Les comptes de la massarderie
indiquent que trois sculptures surmontaient le jubé:
« A Jean Camen filz, pour despenses faictes par luy soutenues de
pluisieurs ouvraiges et d'avoir faict deseur le doxalle le Christ, la Vierge
Marie et Saint Jean.
A estez ordonnet audit ouvrier XVI Livres »[3].
Lors de l'audience du Magistrat
du 13 juillet 1617 « Les confrères de la confrairie de Nostre-Dame qui
estoit derrière le grand autel ont requis place convenable dans l'église pour
faire eslever ung autre autel ».
Ils réitérèrent leur demande le 7
décembre 1617, qui cette fois fut attendue : « Les confrères de la
chappelle Nostre Dame derrière le grand autel du cœur ont requis leur permettre
remettre ladite chappelle sur le doxal de ladite église. Fiat »[4]
L'assemblée du Magistrat du 7
janvier 1738 décide « on a fait examiner l'orgue de la paroisse par des
organistes facteurs d'orgues lesquels ont jugé qu'à cause de la caducité elle
n'étoit plus en usage, pourquoi se demande ce qu'il convient de faire.
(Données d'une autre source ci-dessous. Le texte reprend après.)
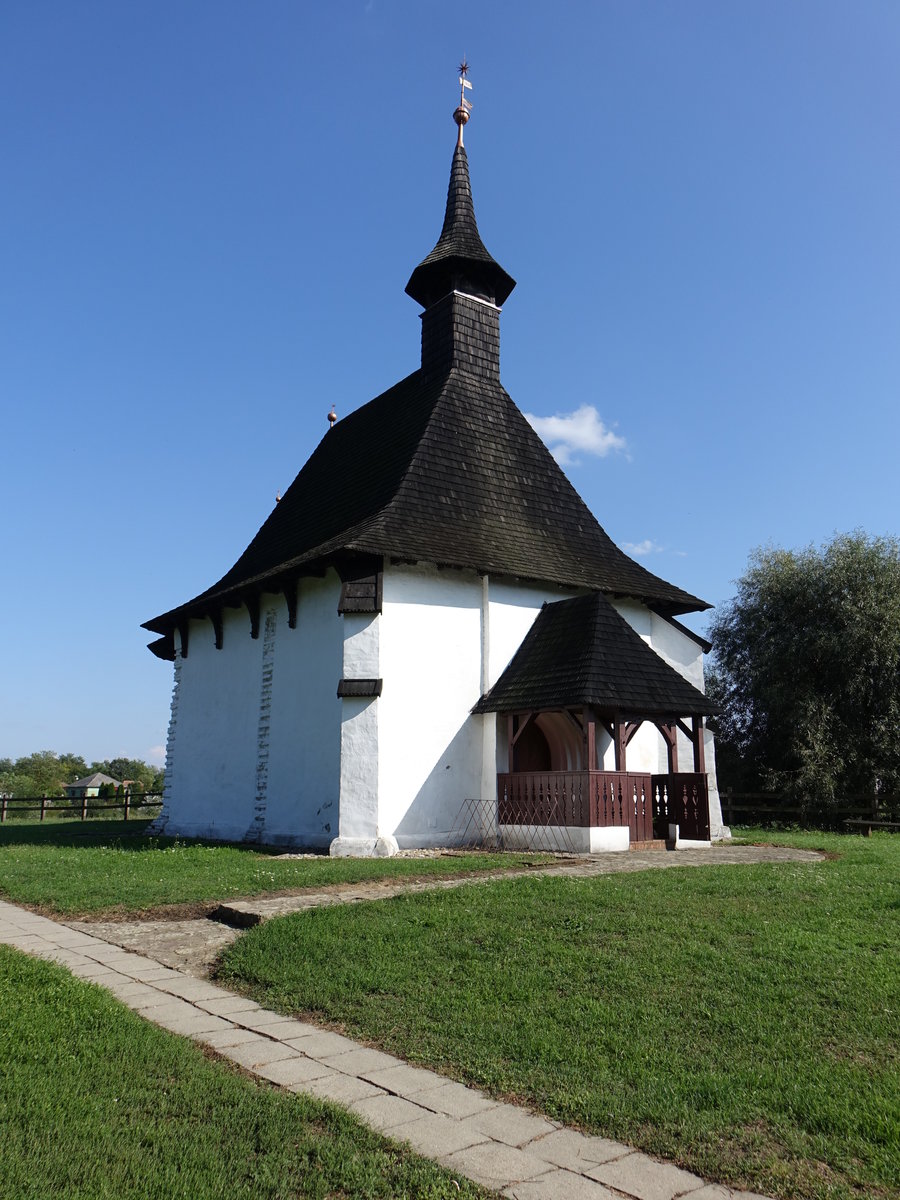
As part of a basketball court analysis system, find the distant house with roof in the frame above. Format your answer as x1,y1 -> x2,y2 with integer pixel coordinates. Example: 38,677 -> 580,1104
62,770 -> 120,800
145,77 -> 722,854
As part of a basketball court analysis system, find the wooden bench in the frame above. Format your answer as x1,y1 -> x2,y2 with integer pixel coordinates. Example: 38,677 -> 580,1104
844,817 -> 900,838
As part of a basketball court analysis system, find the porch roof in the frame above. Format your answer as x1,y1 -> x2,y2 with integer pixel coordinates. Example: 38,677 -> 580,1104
473,592 -> 718,718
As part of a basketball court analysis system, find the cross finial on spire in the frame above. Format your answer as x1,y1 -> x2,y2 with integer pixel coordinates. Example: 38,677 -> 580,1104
454,55 -> 472,146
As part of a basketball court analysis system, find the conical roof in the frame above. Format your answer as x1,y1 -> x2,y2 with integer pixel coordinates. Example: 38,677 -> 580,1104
473,593 -> 718,718
144,136 -> 709,656
406,145 -> 516,308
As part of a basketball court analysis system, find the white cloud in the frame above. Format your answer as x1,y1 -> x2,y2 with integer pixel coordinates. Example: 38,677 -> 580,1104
622,538 -> 666,558
524,404 -> 625,467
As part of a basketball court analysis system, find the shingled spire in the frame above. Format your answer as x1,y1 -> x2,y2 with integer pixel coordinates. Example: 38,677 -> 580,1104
406,145 -> 516,308
407,62 -> 516,379
145,77 -> 709,658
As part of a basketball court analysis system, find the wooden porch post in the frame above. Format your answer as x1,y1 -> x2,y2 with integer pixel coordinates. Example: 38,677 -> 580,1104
582,704 -> 596,770
656,721 -> 678,775
691,715 -> 707,775
613,713 -> 628,770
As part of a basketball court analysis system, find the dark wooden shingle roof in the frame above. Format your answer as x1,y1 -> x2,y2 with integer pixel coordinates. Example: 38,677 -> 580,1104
406,145 -> 516,308
144,141 -> 708,656
473,593 -> 716,718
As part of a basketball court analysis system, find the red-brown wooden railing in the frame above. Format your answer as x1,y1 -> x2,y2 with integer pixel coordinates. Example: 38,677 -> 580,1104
497,770 -> 672,841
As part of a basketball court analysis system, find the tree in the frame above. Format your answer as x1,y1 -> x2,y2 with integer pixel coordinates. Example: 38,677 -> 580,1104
710,532 -> 900,809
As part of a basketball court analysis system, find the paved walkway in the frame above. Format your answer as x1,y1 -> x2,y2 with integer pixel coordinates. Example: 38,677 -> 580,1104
0,847 -> 821,1200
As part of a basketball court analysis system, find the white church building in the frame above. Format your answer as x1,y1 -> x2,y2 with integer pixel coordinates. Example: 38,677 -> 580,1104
145,91 -> 724,854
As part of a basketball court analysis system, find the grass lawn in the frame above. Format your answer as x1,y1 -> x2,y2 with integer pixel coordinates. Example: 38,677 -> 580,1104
0,946 -> 486,1200
220,832 -> 900,1200
0,820 -> 548,916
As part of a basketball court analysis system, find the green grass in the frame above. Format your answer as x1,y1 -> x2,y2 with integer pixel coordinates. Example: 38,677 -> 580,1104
0,821 -> 548,916
0,946 -> 485,1200
220,833 -> 900,1200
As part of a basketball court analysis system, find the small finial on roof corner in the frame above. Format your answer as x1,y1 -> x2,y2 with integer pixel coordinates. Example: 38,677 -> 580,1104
454,55 -> 472,146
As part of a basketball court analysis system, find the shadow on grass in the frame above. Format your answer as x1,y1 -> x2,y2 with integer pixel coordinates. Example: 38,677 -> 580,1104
0,816 -> 300,857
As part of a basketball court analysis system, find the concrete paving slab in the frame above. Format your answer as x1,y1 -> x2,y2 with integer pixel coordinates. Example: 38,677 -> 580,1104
197,1025 -> 266,1050
253,1055 -> 335,1087
41,947 -> 96,967
463,1104 -> 559,1147
528,1129 -> 632,1171
0,932 -> 48,954
397,1110 -> 491,1158
360,1062 -> 444,1097
348,1092 -> 434,1133
67,955 -> 118,983
228,1008 -> 296,1030
438,1141 -> 556,1190
415,1079 -> 497,1118
503,1171 -> 620,1200
222,1036 -> 302,1070
194,992 -> 259,1016
157,1008 -> 236,1040
128,990 -> 196,1019
101,972 -> 170,1008
297,1070 -> 385,1105
244,1013 -> 317,1054
584,1153 -> 704,1200
319,1046 -> 401,1075
157,974 -> 227,1002
290,1030 -> 359,1058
Conclud
de faire ou acheter une nouvelle orgue suivant les plans exhibez et montrez et
ne point épargner cent florins pour la rendre complète agissant cependant en
bon pères de ville ».
Lors de l'assemblée de l'ancienne
et nouvelle loi du 30 janvier 1738, « Mre
Dartevelle, chanoine de l'abbaye de Saint-Feuillien du Rœux ayant estez priez
de notre parte de nous donner une déclaration de la forme et des jeux de l'orgue,
après avoir examiné laendroit avec Estienne Lebrun ont jugé d'acheter et pour
la placer ont jugé le plus convenable a mettre sur le jubé de marbre, scavoir
la tourelle au milieu soubs le pied du crucifix, les monstres ou plattes faces
et les deux aultres grandes tourelles à costez tant pour la décoration de
l'église que pour l'harmonie de la ditte orgue, joint aux balustrades du costez
de la grande neve (nef) â cause que le chœur intercepteroit du son de la ditte
orgue ou si on aime mieux de la placer du costez du chœur il trouve bon qu'elle
soit soubz le crucifix en la place de l'autel de la Vierge, cependant il trouve
ces inconvéniens pour la mettre dans ce dernier endroit qu'il ne trouve dans le
premier, scavoir que dans ce cas l'orgue ne pourra avoir la hauteur convenable
par rapport à l'arcade qui sépare le lambris du chœur avec la voûte de la
grande neve et d'aultre part que le premier corps de l'orgue devra estre plus
élevé et exigerat plus de décoration estant détaché de la balustrade de marbre
et revenir à la forme et les jeux qui doivent contenir la ditte orgue
Et comme Thiry, facteur d'orgue très habile demeurant à Mons, s'est présenté
pour faire led. orgue iceluy a déclaré qu'elle devoit être placée sur le jubé
de marbre au pied du crucifix...et come il se rencontre une difficulté pour
placer led. orgue à l'endroit désigné cy dessus à cause de l'autel qui s'y
trouve, le doyen Brunebarbe à écrit à Cambray pour enlever cette difficulté et
placer cet autel dans un autre endroit... »[5].
Le contrat avec le facteur J-C.
Thiry fut établi pour la somme de 1300 florins.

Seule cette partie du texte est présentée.